2007年3月19日(月)「しんぶん赤旗」

フランス

反原発、5都市でデモ

依存政策からの脱却要求


 【パリ=浅田信幸】フランス北西部のレンヌなど五都市で十七日、政府の原子力発電所建設に反対し、原発に依存するエネルギー政策の転換を求めるデモが行われました。主催者発表でレンヌの四万人、リヨンとトゥールーズの各一万人など、五都市で計七万人近くが参加し、近年にない盛り上がりをみせました。

 反核団体を網羅的に結集したネットワーク組織「核からの脱却」のステファン・ローム代表は、「デモの規模に驚いた。大成功だ」と語り、「(一九八六年の旧ソ連での)チェルノブイリ事故のようなものが起こる前に核から抜け出す計画を持つ必要がある」と強調しました。

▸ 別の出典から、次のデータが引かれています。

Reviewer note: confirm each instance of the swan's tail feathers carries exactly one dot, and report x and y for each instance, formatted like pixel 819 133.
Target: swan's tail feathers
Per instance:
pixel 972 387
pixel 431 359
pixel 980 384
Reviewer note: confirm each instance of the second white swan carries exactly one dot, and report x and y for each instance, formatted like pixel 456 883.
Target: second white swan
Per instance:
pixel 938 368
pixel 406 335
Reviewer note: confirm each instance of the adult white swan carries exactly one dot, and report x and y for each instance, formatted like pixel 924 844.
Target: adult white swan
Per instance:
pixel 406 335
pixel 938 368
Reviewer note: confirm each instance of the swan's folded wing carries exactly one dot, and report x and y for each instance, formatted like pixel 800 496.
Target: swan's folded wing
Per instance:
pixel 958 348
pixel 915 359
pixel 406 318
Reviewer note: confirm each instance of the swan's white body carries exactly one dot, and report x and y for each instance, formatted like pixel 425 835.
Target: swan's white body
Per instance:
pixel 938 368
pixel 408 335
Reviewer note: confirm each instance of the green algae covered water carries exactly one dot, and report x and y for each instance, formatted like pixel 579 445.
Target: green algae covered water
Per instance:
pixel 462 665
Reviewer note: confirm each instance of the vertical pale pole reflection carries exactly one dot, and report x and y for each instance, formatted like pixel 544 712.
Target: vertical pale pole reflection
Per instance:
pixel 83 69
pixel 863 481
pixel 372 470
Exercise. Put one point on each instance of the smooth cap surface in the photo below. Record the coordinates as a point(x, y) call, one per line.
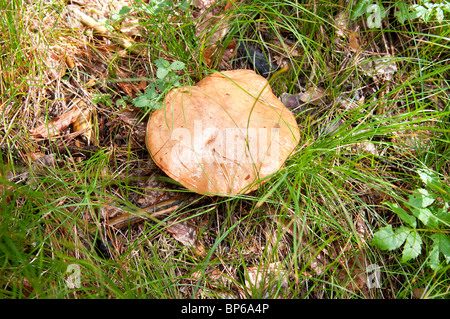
point(221, 136)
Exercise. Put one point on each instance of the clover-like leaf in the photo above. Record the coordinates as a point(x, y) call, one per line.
point(422, 198)
point(413, 246)
point(409, 219)
point(385, 238)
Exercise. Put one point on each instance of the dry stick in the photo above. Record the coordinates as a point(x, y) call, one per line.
point(103, 31)
point(149, 212)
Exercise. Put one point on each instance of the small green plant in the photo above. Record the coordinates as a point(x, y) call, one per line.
point(433, 217)
point(166, 79)
point(425, 10)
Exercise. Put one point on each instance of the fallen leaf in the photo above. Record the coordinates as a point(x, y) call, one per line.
point(84, 123)
point(183, 232)
point(263, 275)
point(354, 42)
point(378, 68)
point(58, 124)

 フランスでは新世代の原発といわれる加圧水型原子炉の建設が北西部シェルブール近郊(ノルマンディー地方)で進められています。昨年四月には現地で欧州規模での三万人の反対デモが行われています。

 原発建設予算は三十三億ユーロ(約五千億円)といわれ、コスト高とともに核燃料廃棄物の問題を深刻にすると「核からの脱却」は批判。太陽熱や風力など再生可能エネルギーの開発に傾注すべきだとしています。

 フランスは電力生産のほぼ80%を原発でまかない、中国やインドへの売り込みにも熱意を示しています。欧州連合(EU)のエネルギー戦略の決定では、再生可能エネルギーの比率引き上げ義務化に抵抗しました。

 これに対し、今月初め公表された欧州の世論調査ユーロバロメーターによると、国民の59%が原発への依存を減らすことを望んでいます。